Había reservado en un restaurante de tapas
chic, con luces tenues, sillas de madera clara y copas que
tintineaban bajito.
Se llamaba "La
Maruja", y quedaba en una esquina
antigua de techos altos y ventanales amplios, sobre Calle
Malabrigo al 720, justo donde la ciudad
empezaba a volverse un poco más íntima y menos impersonal.
El lugar olía a aceite de oliva, a pan recién horneado y a algo más: esa sensación de que ahí adentro, todo podía empezar de nuevo.
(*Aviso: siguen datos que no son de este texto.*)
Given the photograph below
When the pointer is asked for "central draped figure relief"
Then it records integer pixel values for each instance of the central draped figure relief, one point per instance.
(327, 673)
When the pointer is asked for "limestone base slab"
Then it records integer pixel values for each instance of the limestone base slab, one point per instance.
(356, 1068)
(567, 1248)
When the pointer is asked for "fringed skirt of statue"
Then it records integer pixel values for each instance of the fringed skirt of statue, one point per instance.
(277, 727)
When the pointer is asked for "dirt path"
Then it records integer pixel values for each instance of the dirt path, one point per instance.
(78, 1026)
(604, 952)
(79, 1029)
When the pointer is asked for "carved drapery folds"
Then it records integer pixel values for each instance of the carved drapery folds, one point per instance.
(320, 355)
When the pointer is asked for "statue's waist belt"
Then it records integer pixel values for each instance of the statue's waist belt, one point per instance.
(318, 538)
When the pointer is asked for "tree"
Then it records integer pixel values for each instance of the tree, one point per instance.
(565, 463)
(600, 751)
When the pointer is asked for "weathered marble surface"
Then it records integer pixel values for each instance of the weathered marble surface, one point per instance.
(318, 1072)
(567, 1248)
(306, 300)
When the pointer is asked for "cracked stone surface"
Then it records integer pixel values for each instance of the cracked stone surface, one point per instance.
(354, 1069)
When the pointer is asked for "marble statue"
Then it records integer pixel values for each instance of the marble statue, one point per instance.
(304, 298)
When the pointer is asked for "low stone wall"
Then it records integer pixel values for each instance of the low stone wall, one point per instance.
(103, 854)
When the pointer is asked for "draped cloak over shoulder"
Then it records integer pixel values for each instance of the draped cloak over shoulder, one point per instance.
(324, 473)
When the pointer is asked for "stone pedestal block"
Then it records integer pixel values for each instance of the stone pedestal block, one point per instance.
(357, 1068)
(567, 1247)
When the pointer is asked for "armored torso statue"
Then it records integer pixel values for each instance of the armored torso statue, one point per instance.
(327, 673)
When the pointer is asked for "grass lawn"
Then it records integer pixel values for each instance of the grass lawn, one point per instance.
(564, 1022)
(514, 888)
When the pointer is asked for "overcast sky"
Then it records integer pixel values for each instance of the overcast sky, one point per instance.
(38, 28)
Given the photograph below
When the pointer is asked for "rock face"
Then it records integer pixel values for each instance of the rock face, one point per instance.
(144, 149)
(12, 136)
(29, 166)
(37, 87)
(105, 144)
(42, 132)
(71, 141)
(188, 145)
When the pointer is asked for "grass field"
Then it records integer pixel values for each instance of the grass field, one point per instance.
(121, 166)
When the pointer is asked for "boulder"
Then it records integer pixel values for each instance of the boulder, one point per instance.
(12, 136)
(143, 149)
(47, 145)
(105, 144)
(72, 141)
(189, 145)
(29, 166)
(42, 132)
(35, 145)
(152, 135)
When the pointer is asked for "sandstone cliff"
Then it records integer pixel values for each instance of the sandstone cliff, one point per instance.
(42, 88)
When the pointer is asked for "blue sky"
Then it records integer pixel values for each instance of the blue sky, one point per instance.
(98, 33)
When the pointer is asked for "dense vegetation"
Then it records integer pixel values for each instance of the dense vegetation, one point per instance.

Al sentarse frente a él, Selma no sabía a
dónde la llevaría todo eso.
Quizás a ningún
lado.
Vamos, esto no era amor.
¿Sería deseo?
¿Desesperación, tal vez?
¿O ni siquiera eso?
Pero no quiso culparse. No esta vez.
Se
permitió estar ahí, con una copa en la mano y la respiración un
poco más quieta.
Pidieron varias tapas: pan con tomate, tortilla jugosa, boquerones al limón y un queso que Alex describió como "peligrosamente suave". También eligieron un buen vino tinto, profundo, como si la noche mereciera ser recordada.
Afuera, la noche caía
con esa belleza serena de los días templados,
cuando todo parece calmarse sin esfuerzo.
Y adentro, también:
todo fluía sin presiones. Sin preguntas
urgentes. Sin promesas.
Por un momento, Selma se
sintió como suspendida en una escena que no necesitaba
explicación.
Y eso, quizás, era
suficiente.
En medio de la charla —que por primera vez no
hablaba de trabajo—, las miradas
empezaron a hacer su propio idioma.
Un
roce involuntario al alcanzar el mismo plato.
Una pausa apenas
perceptible antes de responder.
El
aire entre ellos se había vuelto denso, como si estuviera hecho de
otra sustancia. Más tibia. Más peligrosa.
La respiración de Selma se volvió
consciente, medida.
Todo en ese instante parecía empujarla hacia
un mismo puerto sin salida.
Y por primera vez, sin confusión ni culpa, sintió que ese hombre era irresistible.
No por lo evidente.
No
por su sonrisa o sus palabras, sino por algo más profundo: el deseo
mudo que provocaban sus manos, su boca, su manera de habitar el
espacio sin apuro.
Como si la hubiera hechizado sin
decirlo.
Como si con sólo mirarla le
dijera: "Si das un paso, yo no me voy a
ir."
Y Selma, por dentro, ya había dado medio paso.